900bhp Viper Vs Turbo NOS Hyabusa, Bored Out Hyabusa, Std Hyabusa.

http://www.gigatechsoftware.com/cars/VIPER-race-small.wmv

Unbe fooking lieveable.

8) :twisted:


----------



## ag (Sep 12, 2002)

I've always wanted a ZX12R, now I want a 900BHP Viper too.

Resect due to all of those taking part.


----------



## W7 PMC (May 6, 2002)

ag said:


> I've always wanted a ZX12R, now I want a 900BHP Viper too.
> 
> Resect due to all of those taking part.


Awesome.

I was the proud owner of a ZX12R for 3 years, up until last Autumn & that was the full power 180bhp model which was capable of running crazy speeds. Topped her out on an un-disclosed road at 220mph on the clock  8) , What a rush that was. New underwear required after that crazy ass 10mins :roll:


----------



## vlastan (May 6, 2002)

I was going to see this video too, but it is huge and I don't have broadband.

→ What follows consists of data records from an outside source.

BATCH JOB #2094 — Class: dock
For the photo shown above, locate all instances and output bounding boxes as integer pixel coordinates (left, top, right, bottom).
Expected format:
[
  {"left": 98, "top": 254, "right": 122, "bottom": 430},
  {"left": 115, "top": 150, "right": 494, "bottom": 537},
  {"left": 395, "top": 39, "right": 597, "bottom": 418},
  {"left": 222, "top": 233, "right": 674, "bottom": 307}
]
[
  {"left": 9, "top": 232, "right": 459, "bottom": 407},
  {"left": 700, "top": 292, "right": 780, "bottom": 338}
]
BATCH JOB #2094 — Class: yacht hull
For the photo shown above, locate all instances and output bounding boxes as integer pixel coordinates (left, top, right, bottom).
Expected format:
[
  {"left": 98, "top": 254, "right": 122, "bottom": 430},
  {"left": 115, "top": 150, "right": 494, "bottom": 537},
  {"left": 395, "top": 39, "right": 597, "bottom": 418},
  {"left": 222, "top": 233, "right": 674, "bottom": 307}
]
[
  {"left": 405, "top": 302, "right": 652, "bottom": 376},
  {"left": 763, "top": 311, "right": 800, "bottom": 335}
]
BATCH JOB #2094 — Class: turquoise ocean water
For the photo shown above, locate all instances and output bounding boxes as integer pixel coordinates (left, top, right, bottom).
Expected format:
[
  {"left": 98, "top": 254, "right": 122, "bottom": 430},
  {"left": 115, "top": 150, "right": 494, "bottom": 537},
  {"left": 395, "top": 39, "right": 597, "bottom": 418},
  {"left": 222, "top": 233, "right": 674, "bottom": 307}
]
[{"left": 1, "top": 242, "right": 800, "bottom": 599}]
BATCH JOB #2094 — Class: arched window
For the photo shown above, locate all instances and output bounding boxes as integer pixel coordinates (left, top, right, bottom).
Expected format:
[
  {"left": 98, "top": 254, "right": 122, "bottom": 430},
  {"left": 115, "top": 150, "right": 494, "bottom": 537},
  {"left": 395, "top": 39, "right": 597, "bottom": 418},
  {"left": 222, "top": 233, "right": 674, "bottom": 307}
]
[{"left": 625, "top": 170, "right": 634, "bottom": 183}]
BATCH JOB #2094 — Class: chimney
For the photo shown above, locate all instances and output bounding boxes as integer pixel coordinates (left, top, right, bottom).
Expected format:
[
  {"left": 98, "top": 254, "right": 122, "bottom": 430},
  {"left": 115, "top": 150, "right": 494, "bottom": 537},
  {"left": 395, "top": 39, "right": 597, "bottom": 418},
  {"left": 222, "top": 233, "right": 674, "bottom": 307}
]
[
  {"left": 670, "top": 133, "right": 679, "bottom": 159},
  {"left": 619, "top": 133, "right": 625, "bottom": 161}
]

220mph on a bike...nutter!! I have only gone up to 140 on a TT in Germany and was scary enough and so noisy.


----------



## Stu-Oxfordshire (May 7, 2002)

The speed they go from 80mph to 170 is mind blowing...it's quicker than the TT goes from 0=60!

300bhp through ONE wheel with a contact patch the width of yer knob....HOW do they get the power down!


----------



## scavenger (Jun 25, 2002)

W7 PMC said:


> Topped her out on an un-disclosed road at 220mph on the clock  8)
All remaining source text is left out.